Thursday, May 22, 2008

New Orleans Through the Restaurant Business

Yesterday, I accompanied Robin Barnes, Seedco Director, to visit various restaurant owners in New Orleans to explore issues surrounding rebuilding the service industry – including issues regarding H2B visa workers and the spirit of the New Orleans people.

Palace CafĂ© – Dickie Brennan

Our first stop was with Dickie Brennan and his management staff. Mr. Brennan owns several large and established restaurants in New Orleans, and he has recently begun hiring staff on H2B visas. After the storm, 53 out of his 55 management staff chose to come back and rebuild the restaurants. However, he found the process to be very difficult because he did not have enough employees to staff all his restaurants (especially in the front of the house). He realized that the restaurant business is seasonal, with the high season being between September to June and the low season during the summer. Mr. Brennan realized that the length of the visa perfectly fits his restaurant business and decided to participate in the program. They hired 15 people the first year, 22 two the second year, and 50 this year. They project to hire about 60 workers this year. They have hosted workers from Croatia, South America, and the Philippines.
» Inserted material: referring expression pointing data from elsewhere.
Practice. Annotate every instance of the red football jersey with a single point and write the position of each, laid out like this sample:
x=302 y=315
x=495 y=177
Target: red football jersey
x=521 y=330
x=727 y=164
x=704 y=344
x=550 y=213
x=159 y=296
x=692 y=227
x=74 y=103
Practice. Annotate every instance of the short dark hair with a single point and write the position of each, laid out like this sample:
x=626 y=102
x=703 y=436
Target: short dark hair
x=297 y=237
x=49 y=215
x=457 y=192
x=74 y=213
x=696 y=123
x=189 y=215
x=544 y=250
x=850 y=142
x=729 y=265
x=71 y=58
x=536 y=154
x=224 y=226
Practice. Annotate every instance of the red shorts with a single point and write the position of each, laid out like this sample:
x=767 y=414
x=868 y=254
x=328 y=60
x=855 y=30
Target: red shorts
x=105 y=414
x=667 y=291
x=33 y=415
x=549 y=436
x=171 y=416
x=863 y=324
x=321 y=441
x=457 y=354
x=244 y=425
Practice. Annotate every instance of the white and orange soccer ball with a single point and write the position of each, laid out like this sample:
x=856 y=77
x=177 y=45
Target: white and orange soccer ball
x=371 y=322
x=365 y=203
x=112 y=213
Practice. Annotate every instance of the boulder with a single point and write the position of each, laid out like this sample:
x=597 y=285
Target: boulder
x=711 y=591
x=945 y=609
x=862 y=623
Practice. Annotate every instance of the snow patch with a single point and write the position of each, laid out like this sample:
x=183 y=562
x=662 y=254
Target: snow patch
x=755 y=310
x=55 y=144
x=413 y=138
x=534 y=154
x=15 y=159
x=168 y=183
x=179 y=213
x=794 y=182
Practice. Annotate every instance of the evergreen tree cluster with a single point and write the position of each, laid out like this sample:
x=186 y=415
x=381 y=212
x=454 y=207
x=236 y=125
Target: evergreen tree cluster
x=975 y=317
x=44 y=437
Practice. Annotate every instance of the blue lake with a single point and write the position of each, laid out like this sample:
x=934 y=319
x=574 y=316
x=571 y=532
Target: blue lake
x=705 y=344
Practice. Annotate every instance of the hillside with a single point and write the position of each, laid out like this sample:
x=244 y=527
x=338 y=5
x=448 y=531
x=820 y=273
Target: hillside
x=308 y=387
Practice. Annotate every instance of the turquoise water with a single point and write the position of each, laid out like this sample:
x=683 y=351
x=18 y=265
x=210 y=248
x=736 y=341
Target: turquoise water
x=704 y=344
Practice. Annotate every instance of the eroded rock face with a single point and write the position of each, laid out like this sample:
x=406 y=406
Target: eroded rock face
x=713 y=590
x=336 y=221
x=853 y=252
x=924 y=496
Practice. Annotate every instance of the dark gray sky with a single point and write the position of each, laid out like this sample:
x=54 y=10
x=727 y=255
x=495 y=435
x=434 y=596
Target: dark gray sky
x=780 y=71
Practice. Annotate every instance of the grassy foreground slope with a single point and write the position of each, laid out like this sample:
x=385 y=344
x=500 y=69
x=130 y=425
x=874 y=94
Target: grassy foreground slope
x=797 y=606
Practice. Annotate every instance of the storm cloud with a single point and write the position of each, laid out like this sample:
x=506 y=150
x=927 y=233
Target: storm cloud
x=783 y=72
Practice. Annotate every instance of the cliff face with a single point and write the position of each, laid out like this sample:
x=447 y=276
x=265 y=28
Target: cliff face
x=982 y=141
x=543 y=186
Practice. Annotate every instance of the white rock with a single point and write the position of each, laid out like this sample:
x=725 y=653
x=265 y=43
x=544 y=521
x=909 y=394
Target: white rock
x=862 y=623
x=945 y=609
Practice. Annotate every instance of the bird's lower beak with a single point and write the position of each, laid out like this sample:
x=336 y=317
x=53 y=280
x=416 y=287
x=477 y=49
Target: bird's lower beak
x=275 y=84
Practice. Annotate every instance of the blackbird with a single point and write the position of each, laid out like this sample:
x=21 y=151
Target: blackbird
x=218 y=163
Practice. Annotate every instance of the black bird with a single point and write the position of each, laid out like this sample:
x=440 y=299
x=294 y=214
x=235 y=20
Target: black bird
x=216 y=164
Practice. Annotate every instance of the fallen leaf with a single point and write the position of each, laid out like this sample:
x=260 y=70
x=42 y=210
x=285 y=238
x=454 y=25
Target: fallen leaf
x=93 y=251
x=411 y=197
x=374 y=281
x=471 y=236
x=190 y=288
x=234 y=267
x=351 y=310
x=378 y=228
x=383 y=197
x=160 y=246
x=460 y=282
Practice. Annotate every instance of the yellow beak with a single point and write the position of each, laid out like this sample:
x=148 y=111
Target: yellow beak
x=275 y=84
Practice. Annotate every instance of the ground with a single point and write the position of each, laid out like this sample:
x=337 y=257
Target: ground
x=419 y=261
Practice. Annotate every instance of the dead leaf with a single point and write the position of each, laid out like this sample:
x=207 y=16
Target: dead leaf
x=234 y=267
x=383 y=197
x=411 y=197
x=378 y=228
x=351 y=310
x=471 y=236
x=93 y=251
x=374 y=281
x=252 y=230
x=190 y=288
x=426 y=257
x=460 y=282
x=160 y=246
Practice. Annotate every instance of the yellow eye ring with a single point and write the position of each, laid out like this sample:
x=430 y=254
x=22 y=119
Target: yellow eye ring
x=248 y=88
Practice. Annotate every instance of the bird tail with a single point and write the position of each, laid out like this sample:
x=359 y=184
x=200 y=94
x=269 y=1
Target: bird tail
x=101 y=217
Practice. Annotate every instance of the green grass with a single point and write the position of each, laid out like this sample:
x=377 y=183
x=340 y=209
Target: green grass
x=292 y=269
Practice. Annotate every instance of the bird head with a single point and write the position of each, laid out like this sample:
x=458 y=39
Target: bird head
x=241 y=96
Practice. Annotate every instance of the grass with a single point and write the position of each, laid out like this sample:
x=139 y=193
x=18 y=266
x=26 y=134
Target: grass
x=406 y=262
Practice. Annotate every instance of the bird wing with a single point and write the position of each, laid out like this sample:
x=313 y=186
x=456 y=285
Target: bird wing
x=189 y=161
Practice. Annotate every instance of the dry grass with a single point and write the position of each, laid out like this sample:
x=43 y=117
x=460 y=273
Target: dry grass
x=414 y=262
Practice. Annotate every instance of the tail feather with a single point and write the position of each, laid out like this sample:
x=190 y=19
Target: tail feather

Mr. Brennan and his company are known for treating those on H2B visas especially well. They welcome them to the city by helping them find housing, giving care/ welcome packages, and providing meals. They are pleased with the “ripple effect” of the program because the American staff members are learning so much from the foreign workers. According to a staff survey, they found out that 99.9% of the workers want to return and continue to work for Mr. Brennan’s restaurants.

However, the visa program is not without flaws. Currently, there are concerns that the government will be cutting back on H2B visas. There is also concern about balancing issuing H2B visas and hiring domestic workers. New Orleans government leaders want to ensure that locals have jobs, but at the same time if there are not enough individuals to meet the demand, they also want to invite foreign workers to fill in the vacant jobs.

Loretta’s Pralines

Loretta has been making pralines for 28 years, and she got her recipe from her mother. She initially took sold the candy at LSU and then later at the Jazz Festival. She was located at her “warehouse store” for 15 years, and she has not been able to sell their pralines in the French Quarter since the storm. She initially had 15 employees before the storm, but now she only has 3 employees. Many employees decided not to come back.

After the storm, people were looking for places to eat since no restaurants were open. People were asking her about opening for breakfast and lunch, and she begun providing those meals. She learned to adjust and change according to the needs of the time. Later, the demand of the restaurant decreased and she decided to only host lunch on Fridays.

Dukey Chase

Our last stop was at Dukey Chase – a famed New Orleans African American eatery. It’s a place where you would take your date. I got to try my first gumbo made by Mrs. Chase. The restaurant was beautiful and decorated with African American artwork. It’s definitely one of those community places where you could feel the New Orleans spirit.